Box cover showing a blueprint of a shipping container.

In April 1956, a refitted oil tanker carried fifty-eight shipping containers from Newark to Houston. From that modest beginning, container shipping developed into a huge industry that made the boom in global trade possible. The Box tells the dramatic story of the container's creation, the decade of struggle before it was widely adopted, and the sweeping economic consequences of the sharp fall in transportation costs that containerization brought about.

Just how interesting could a book about boxes be? Turns out, pretty interesting!

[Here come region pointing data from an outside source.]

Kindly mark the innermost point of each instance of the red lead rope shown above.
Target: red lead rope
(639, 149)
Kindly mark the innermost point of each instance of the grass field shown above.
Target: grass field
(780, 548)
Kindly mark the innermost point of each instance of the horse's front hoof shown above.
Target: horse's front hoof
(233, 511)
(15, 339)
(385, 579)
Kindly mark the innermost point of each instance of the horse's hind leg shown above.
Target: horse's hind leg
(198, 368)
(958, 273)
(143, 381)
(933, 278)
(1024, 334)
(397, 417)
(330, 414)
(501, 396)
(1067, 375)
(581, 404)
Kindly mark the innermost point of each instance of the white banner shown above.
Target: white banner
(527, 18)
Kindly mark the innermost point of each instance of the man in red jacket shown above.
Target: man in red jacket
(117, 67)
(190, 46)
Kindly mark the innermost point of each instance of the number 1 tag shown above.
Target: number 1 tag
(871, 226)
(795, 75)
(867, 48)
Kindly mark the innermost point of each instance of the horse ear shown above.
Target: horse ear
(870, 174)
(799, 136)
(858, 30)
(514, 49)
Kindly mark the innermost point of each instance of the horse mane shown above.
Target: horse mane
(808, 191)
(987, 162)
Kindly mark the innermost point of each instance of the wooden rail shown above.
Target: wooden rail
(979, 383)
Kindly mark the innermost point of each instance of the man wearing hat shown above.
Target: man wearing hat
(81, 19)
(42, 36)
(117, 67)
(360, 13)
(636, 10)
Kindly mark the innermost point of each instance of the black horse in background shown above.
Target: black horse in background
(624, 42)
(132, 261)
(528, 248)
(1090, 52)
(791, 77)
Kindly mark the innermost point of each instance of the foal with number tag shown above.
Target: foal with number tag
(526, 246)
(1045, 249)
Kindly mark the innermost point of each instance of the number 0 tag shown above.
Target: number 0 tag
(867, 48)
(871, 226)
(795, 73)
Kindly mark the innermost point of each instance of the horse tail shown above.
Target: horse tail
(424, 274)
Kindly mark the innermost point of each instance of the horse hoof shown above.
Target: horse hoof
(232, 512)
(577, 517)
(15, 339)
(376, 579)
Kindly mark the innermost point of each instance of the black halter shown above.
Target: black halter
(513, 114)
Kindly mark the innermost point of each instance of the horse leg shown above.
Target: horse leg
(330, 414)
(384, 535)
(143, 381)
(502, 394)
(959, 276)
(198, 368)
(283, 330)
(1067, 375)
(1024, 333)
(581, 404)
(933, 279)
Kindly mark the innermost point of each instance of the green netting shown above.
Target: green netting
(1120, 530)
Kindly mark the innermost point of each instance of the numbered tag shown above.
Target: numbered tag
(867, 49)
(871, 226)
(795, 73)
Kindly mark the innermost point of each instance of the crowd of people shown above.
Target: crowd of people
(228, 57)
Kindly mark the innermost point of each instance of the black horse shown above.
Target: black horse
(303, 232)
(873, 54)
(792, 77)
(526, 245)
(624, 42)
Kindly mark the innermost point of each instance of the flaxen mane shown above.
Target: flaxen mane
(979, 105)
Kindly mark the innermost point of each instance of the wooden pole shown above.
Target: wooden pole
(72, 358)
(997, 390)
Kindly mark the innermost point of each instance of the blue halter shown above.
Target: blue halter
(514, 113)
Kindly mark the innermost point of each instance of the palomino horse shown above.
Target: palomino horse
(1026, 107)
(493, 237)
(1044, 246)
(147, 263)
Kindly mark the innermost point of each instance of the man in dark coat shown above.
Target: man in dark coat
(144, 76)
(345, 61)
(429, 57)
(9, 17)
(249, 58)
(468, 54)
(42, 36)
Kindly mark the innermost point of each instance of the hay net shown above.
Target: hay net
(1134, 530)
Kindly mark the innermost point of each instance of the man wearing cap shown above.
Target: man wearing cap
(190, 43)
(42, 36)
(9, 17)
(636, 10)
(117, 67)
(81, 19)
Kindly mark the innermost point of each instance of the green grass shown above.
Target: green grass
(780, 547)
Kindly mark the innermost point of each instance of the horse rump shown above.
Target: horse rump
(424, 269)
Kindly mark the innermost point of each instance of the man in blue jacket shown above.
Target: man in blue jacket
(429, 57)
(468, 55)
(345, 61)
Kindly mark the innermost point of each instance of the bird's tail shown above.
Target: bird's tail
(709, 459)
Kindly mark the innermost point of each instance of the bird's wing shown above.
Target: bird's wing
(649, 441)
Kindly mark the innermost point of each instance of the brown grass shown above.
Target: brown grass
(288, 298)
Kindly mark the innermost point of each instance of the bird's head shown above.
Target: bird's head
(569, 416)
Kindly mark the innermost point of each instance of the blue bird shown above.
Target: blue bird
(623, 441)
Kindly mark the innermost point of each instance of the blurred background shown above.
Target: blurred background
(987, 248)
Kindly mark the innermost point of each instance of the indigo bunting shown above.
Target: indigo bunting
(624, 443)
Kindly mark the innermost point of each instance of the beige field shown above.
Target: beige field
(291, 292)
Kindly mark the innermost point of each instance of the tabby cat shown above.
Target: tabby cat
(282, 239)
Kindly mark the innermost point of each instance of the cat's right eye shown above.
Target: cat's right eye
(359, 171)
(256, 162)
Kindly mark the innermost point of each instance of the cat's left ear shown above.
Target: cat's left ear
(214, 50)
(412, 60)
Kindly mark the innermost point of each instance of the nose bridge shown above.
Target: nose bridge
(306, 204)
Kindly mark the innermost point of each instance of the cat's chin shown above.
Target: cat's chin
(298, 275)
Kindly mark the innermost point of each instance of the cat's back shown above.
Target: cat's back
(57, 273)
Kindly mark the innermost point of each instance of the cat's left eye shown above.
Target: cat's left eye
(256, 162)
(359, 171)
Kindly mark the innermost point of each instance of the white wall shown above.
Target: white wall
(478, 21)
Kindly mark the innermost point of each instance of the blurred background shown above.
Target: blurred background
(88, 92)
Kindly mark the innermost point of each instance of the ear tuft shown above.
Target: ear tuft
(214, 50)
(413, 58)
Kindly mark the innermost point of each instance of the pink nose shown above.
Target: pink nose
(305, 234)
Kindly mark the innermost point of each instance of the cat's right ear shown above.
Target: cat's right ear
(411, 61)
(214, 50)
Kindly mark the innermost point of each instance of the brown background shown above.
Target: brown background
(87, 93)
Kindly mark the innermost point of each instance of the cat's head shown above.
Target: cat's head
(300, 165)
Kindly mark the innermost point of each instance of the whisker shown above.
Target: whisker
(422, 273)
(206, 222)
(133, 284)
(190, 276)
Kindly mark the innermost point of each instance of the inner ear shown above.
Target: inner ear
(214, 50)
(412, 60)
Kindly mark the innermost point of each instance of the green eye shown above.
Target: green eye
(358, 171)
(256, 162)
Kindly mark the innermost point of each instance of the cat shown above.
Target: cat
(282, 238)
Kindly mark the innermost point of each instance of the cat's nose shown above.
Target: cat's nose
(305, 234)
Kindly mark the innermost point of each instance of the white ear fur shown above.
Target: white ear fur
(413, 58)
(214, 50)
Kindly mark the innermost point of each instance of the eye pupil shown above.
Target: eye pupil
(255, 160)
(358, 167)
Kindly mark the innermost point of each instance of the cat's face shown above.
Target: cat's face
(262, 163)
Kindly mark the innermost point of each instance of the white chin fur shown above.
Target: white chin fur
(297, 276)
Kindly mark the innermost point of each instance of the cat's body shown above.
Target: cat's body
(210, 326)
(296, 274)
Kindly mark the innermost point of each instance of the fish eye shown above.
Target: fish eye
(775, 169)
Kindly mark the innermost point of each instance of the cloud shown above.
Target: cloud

It's a story of big business, trade-unions, globalisation, and the relentless drive for efficiency. Being an economics book, it focuses mostly on the economic side of things - with only a few brief diversions into the other impacts the invention had.

One of the fascinating things it reveals is that no-one knows anything. Everyone made huge mistakes - both in the public and private sector. Those who clearly saw the winds of change got brutally knocked off course when reality didn't meet prediction.

It is a love-letter to standards. Although the process used to define them is revealed to be hopelessly flawed. But once standards dominate, it leads to repeatable actions which can be used to ruthlessly drive down costs. That's mostly positive if you're shipping goods - but decidedly less so if you are reliant on complexity to keep your job. It opens up new opportunities in impoverished countries - but also floods those markets with destabilisingly cheap goods.

But, ultimately, the tale of how we came to be able to cheaply and securely move items around the world is an interesting one.

I think the book would have benefited from more illustrations. It is tedious to read pages of prose where a couple of graphs would have been better at showing the data. Similarly, there are no photos - which means we have to try and determine what things look like from their descriptions.